Machine learning - AWS Step Functions

Machine learning

Machine learning enables organizations to quickly analyze collected data to identify patterns, then make decisions with minimal human intervention. Machine learning starts with an initial set of data, known as training data. This training data helps to increase a machine learning model’s prediction accuracy, and serves as the foundation through which this model learns. Once the model is considered accurate enough to meet business needs, it’s deployed to production. The AWS Step Functions Data Science Software Development Kit (SDK) is an open-source library that allows you to easily create workflows that preprocess data, train and then publish your models using Amazon SageMaker and Step Functions.

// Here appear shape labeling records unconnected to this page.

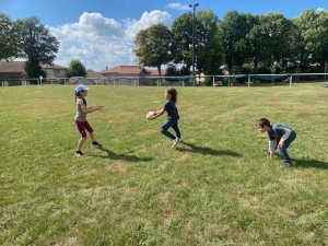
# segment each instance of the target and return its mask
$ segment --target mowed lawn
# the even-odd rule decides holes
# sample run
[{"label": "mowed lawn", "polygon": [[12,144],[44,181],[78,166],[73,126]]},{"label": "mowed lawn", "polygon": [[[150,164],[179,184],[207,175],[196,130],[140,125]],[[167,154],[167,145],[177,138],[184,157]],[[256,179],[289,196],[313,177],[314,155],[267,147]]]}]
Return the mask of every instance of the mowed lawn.
[{"label": "mowed lawn", "polygon": [[[177,87],[176,149],[145,119],[165,87],[91,86],[104,149],[81,157],[74,86],[0,87],[0,245],[328,245],[321,84]],[[260,117],[296,130],[294,167],[263,154]]]}]

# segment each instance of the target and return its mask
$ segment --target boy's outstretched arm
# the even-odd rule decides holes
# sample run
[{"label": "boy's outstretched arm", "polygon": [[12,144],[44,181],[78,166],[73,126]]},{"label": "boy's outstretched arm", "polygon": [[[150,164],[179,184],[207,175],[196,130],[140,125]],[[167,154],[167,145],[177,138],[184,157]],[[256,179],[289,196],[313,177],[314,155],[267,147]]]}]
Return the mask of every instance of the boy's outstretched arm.
[{"label": "boy's outstretched arm", "polygon": [[161,115],[163,115],[164,114],[164,108],[162,108],[162,109],[160,109],[160,110],[157,110],[156,113],[155,113],[155,115],[151,118],[151,120],[153,120],[153,119],[155,119],[155,118],[157,118],[157,117],[160,117]]}]

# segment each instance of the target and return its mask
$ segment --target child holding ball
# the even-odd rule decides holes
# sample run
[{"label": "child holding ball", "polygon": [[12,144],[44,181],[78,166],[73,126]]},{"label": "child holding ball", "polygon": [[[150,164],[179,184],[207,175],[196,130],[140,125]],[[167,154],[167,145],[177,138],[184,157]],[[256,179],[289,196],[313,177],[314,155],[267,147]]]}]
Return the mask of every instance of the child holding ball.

Preprocessing existing data sets is how an organization often creates training data. This method adds information, such as by labeling objects in an image, annotating text or processing audio. To preprocess data you can use AWS Glue, or you can create an SageMaker notebook instance that runs the Jupyter Notebook app. Once your data is ready, it can be uploaded to Amazon S3 for easy access. As machine learning models are trained, you can make adjustments to each model’s parameters to improve accuracy until it’s ready for deployment.

Step Functions lets you to orchestrate end-to-end machine learning workflows on SageMaker. These workflows can include data preprocessing, post-processing, feature engineering, data validation, and model evaluation. Once the model has been deployed to production, you can refine and test new approaches to continually improve business outcomes. You can create production-ready workflows directly in Python, or you can use the Step Functions Data Science SDK to copy that workflow, experiment with new options, and place the refined workflow in production.

Some types of machine learning workflows that customers use Step Functions for include:

Fraud Detection

  • Identify and prevent fraudulent transactions, such as credit fraud, from occurring.

  • Detect and prevent account takeovers using trained machine learning models.

  • Identify promotional abuse, including the creation of fake accounts, so you can quickly take action.

Personalization and Recommendations

  • Recommend products to targeted customers based upon what is predicted to attract their interest.

  • Predict whether a customer will upgrade their account from a free tier to a paid subscription.

Data Enrichment

  • Use data enrichment as part of preprocessing to provide better training data for more accurate machine learning models.

  • Annotate text and audio excerpts to add syntactical information, such as sarcasm and slang.

  • Label additional objects in images to provide critical information for the model to learn from, such as whether an object is an apple, a basketball, a rock, or an animal.